Contents

• Motivation and introduction
• X-ray scattering from thin films
  • Surface scattering of X-rays
    • Accessible reciprocal space
    • The used geometry - X-Ray Reflectivity (XRR)
  • Snell´s law and Fresnel equations
    • The refractive index and Snell's law
    • The Fresnel equations and the penetration depth of X-rays
  • Reflectivity from a homogeneous layer
  • Reflection from a multilayer
  • Reflection from rough surfaces and interfaces
• Mössbauer effect and Nuclear Resonant Scattering
  • Mössbauer effect
    • Lamb-Mössbauer factor
  • Nuclear resonant scattering (NRS)
    • The refractive index including nuclear resonance
    • Quantum beats
    • Polarisation aspects
  • Fresnel equations for resonant media
  • Diffusion effects
    • Rate equations
    • Bravais lattice - the simplest case
    • Diffusion coefficient
• Bibliography
• About this document ...

Abstract







The Nuclear Resonant technique combines brilliant intensity and coherence properties of third generation synchrotron sources and the excellent characteristics of Quasielastic Mössbauer Spectroscopy. Its ability to resolve the atomic jump diffusion mechanism in bulk materials was shown in many experiments. The aim of this work is the application of the Nuclear Resonant Scattering (NRS) method for studies of diffusion and dynamics in thin films. To enhance the surface sensitivity the geometry of grazing incidence is used. In this way thin films produced by Molecular Beam Epitaxy can be investigated. By varying preparation conditions (deposition temperature, coverage, substrate, substrate miscut, annealing temperature ) model systems with unique properties, that can be investigated by nuclear resonant scattering, are produced. For the first experiments two systems, an iron film on MgO(001) and an iron submonolayer on W(110), were chosen.

The Fe film on a MgO substrate is a model for NRS system due to the high $^{57}$Fe content, the very well known structure and good growth properties. It offers the possibility to compare directly the diffusion mechanism in the bulk part of the film with the enhanced diffusion in the near-surface region using the NRS method.
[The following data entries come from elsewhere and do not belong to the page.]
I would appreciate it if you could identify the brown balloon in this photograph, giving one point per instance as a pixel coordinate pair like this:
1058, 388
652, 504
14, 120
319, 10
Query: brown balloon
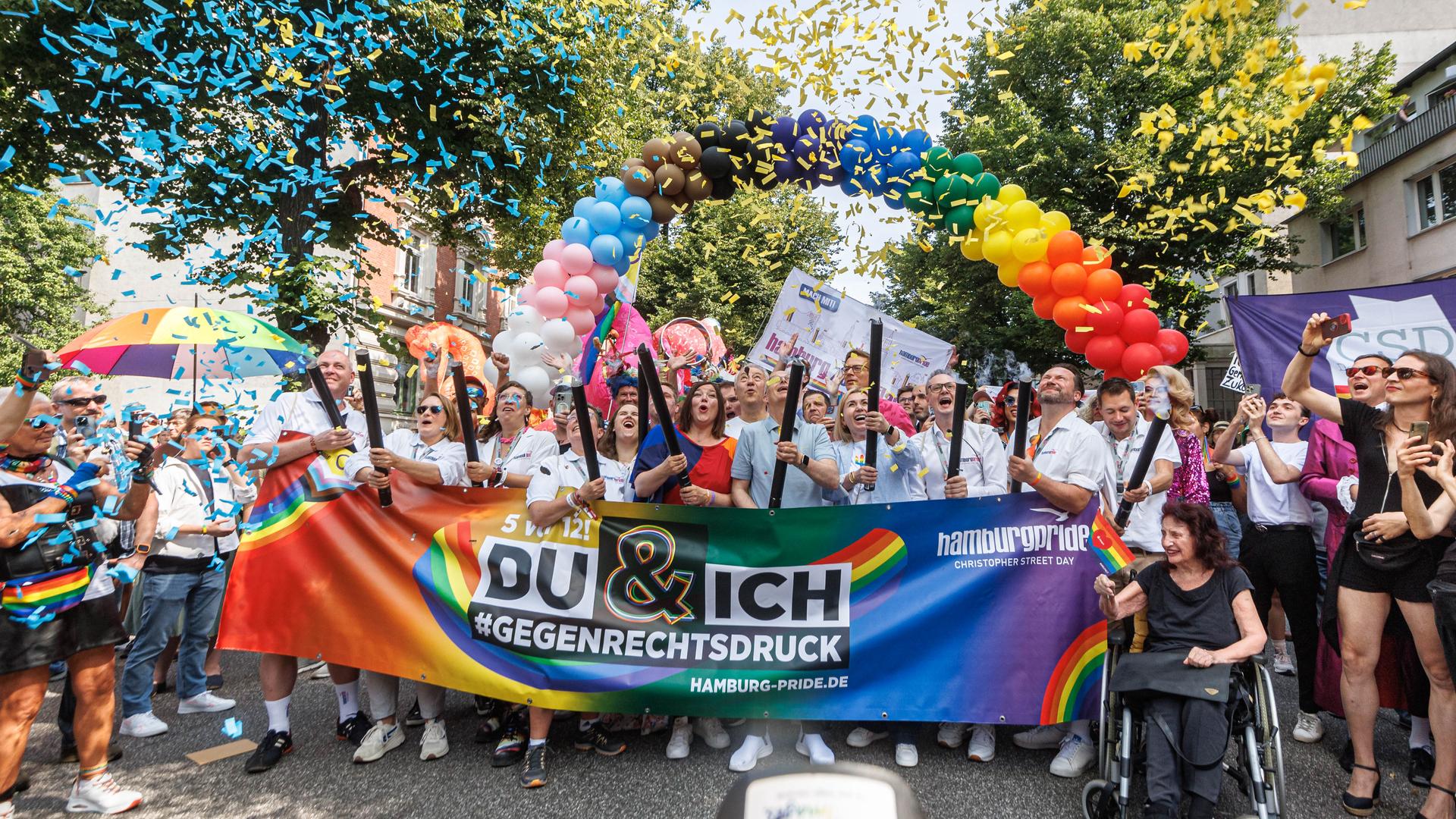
670, 180
639, 181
Fe on a W(110) substrate offers the opportunity to investigate the relationship between structure, hyperfine interactions and dynamics. The well known structure and high temperature stability predestines the system for diffusion investigations. NRS with its ability to investigate hyperfine parameters and dynamics is a powerful tool in this case. Another unique property of the method, the isotopic selectivity, allows to investigate surface diffusion even in one monolayer thin films. Investigations of hyperfine-relaxation phenomena are rare in bulk materials. The reason is a relatively low concentration of defects, especially vacancies, and high diffusion barriers. Surfaces offer the unique opportunity to study atoms in the vicinity of a vacancy defect--the vacuum. The vacuum induces an intrinsic electric field gradient (EFG) with the main axis perpendicular to the surface in the case of an atom embedded in the uppermost layer. The direction orientation strongly depends on the nearest neighbour coordination of an atom. A perturbation by an additional defect, e.g. an embedded vacancy or an ad-atom moving on the layer, will result in a reorientation of the EFG main axis. Since the diffusion barriers on surfaces are lower than in bulk fast moving vacancies or ad-atoms can lead to a fast fluctuating hyperfine field and hence to hyperfine relaxation effects. The relaxation manifests in a decrease of the quadrupole interaction effectively felt by the atom.

A large part of this thesis was devoted to the development and construction of a universal UHV system for synchrotron investigations in grazing incidence geometry. The system became the core of a 6th EU framework programme ``DYNASYNC'' and one of the most important tools of the ``Materials Dynamics network''. It was extended to a unique system for sample preparation (MBE), analysis (LEED, AES) and X-ray scattering experiments (XRD, XRR, GISAXS, XPCS, ...). It joins the interests of institutes and universities from Austria, Belgium, Czech republic, France, Germany, Hungary, Poland and Slovakia in the field of dynamics and magnetism studies in nanostructures.